Let's talk a little about UEFA EURO 2008. Even though the Netherlands traditionally prefer not to be cast as favourites, their public declarations and the atmosphere currently surrounding the team suggest a certain confidence and serenity. Do you think they can triumph after 20 years without a trophy?
If they get past the group stage (interview took place before the Netherlands booked their place in quarter-finals with 4-1 defeat of France on Friday) they'll go all the way. I'm sure of it. The intrinsic quality of this team is exceptional and you can't get harder than having France and Italy in your pool. The hard part would be behind them. Able to relax mentally, this team would be free of pressure and they can beat anyone in a one-off game. The squad have learnt the lessons of the last World Cup, and they've used that to go forward.
Your friend Boudewjin Zenden explained to us that the country's various quarter and semi-final defeats since 1988 have been largely due to fans demanding eye-catching football at every tournament. Do you agree with him?

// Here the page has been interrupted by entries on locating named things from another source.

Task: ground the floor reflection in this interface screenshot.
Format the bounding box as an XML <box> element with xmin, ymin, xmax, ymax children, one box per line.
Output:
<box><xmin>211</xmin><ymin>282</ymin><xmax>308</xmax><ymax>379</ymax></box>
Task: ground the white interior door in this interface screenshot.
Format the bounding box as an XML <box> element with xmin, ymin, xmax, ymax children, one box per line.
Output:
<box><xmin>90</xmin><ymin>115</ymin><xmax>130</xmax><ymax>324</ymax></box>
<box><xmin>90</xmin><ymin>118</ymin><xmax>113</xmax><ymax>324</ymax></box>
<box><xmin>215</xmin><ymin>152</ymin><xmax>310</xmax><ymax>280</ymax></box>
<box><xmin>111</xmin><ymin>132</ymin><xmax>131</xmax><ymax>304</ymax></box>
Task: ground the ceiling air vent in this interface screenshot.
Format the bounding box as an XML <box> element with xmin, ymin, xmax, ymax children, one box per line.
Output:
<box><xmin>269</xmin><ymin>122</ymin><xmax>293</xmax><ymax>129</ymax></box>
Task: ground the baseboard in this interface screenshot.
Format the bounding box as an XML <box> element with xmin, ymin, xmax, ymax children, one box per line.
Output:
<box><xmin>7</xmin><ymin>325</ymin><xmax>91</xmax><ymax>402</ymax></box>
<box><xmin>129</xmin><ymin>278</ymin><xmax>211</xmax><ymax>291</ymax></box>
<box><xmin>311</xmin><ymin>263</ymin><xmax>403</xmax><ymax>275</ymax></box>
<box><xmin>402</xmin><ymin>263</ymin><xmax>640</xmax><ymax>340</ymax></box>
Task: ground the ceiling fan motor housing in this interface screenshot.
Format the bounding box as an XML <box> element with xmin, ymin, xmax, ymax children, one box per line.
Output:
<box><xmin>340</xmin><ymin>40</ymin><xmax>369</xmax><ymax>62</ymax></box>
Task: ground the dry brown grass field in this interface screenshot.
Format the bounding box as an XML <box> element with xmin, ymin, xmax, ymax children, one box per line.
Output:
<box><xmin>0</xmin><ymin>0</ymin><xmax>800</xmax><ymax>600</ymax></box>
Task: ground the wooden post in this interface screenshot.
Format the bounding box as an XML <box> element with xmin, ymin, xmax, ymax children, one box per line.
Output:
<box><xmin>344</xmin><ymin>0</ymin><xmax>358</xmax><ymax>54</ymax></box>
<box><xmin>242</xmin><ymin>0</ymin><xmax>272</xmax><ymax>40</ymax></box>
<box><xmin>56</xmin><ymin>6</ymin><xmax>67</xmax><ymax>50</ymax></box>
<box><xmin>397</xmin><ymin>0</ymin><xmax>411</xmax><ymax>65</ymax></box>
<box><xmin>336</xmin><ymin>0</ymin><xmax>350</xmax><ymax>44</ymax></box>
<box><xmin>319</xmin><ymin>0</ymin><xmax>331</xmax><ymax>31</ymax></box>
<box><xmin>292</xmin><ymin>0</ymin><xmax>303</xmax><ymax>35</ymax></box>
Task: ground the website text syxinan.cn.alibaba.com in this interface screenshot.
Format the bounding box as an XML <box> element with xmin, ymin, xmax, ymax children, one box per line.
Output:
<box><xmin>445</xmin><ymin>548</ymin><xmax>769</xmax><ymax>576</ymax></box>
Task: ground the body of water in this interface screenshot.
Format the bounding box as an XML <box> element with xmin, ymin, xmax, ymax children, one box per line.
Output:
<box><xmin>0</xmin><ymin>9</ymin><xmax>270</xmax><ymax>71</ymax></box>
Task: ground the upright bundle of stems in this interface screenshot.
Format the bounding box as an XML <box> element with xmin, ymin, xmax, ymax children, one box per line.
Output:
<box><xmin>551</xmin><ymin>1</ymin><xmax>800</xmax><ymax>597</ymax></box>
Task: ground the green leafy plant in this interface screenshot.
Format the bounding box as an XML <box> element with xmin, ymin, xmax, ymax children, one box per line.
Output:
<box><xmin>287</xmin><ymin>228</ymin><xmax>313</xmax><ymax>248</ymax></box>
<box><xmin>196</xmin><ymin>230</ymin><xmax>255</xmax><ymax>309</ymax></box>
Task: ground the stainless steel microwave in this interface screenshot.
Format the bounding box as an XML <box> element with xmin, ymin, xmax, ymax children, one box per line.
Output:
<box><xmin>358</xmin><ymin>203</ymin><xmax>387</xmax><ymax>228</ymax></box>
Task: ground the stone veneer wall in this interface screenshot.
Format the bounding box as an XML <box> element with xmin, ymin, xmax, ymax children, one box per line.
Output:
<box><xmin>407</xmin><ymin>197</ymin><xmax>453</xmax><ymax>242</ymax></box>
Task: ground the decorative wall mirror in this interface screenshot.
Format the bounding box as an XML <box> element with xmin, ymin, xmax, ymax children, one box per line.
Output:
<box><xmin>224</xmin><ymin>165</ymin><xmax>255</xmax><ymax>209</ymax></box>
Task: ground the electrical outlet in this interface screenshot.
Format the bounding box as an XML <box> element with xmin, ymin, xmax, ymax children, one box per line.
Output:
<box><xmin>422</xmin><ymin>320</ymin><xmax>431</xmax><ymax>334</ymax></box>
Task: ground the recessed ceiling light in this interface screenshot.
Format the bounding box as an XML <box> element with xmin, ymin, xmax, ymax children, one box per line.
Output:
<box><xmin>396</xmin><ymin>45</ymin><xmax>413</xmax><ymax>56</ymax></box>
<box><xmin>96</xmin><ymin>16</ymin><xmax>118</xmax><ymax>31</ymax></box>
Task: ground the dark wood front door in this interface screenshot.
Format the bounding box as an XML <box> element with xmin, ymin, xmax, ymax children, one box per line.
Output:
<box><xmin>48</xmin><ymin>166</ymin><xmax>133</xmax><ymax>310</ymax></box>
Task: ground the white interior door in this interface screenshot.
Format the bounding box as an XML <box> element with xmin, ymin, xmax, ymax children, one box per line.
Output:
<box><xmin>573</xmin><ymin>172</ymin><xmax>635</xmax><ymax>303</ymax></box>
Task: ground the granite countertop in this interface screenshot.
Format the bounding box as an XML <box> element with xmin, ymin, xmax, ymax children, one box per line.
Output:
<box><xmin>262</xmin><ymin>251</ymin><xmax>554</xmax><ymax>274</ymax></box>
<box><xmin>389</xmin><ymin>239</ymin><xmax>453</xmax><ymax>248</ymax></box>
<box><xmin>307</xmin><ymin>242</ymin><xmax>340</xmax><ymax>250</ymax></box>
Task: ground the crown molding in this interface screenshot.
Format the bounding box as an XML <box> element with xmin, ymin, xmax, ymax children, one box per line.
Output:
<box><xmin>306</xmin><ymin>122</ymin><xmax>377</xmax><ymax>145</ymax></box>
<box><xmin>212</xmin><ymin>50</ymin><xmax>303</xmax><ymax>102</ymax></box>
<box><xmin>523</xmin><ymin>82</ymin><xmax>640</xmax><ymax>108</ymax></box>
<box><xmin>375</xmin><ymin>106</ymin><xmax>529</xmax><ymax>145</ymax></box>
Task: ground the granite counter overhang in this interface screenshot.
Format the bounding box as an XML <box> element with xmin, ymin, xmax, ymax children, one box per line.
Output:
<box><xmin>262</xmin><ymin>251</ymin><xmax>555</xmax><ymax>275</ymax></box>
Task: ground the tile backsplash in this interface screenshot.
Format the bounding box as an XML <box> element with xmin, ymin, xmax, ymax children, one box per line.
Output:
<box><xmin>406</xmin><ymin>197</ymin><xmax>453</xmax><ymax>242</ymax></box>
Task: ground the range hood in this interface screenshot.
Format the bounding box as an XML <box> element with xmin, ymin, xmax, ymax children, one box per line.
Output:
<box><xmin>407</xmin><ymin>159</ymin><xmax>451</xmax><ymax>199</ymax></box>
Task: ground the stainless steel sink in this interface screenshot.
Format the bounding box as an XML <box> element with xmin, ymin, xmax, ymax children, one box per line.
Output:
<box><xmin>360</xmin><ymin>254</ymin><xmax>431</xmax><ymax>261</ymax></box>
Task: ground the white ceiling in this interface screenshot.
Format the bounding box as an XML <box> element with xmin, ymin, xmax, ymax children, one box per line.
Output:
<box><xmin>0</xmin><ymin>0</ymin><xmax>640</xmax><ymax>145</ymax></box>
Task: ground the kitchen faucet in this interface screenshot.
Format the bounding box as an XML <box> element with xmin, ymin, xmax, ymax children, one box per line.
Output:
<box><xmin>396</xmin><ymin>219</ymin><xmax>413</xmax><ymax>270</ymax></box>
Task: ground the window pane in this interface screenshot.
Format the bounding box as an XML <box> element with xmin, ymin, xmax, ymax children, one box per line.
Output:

We've lost three times on penalties: in the quarter-finals of EURO 96, in the semi-finals of the 1998 World Cup and at home against Italy during EURO 2000. We could have won those matches and the difference came down to nothing. Penalties are a lottery and you can't judge anything based on that.
You were part of an outstanding generation that also featured Dennis Bergkamp, Clarence Seedorf, Patrick Kluivert, Phillip Cocu, the De Boer brothers and Edwin van der Sar. Do you think it can be problematic to have so many big names in the same team?
When you have too many stars, you have too many egos to manage and it's difficult. In 1998, we had players who were based at the biggest clubs in Europe, like Barcelona, Milan and Manchester United. That's not the case with this current team, so as far as I can tell the problem is less apparent.
The current side still has Ruud van Nistelrooij, Klaas-Jan Huntelaar and Wesley Sneijder, of course.
I'd agree about Ruud. But Huntelaar has won nothing in Europe and Sneijder has only been at Real Madrid for one season. That's not enough. In 1998, we only had guys who'd already had big international careers. There's no comparison. The players in the present generation are still young; they're hungry and that could be a bonus.
You have not been called up by the national side for three years. Do you have any regrets?
I cherished every moment with the national team - the good ones and the bad ones because you learn from your mistakes. The past can influence the future. When you finish one chapter, you open another which will be influenced by what you've just lived through.
Do you still have goals?
Only to carry on enjoying myself, whether it's on the pitch or not. But I'm still hungry for titles. I'm not satisfied yet - I want more.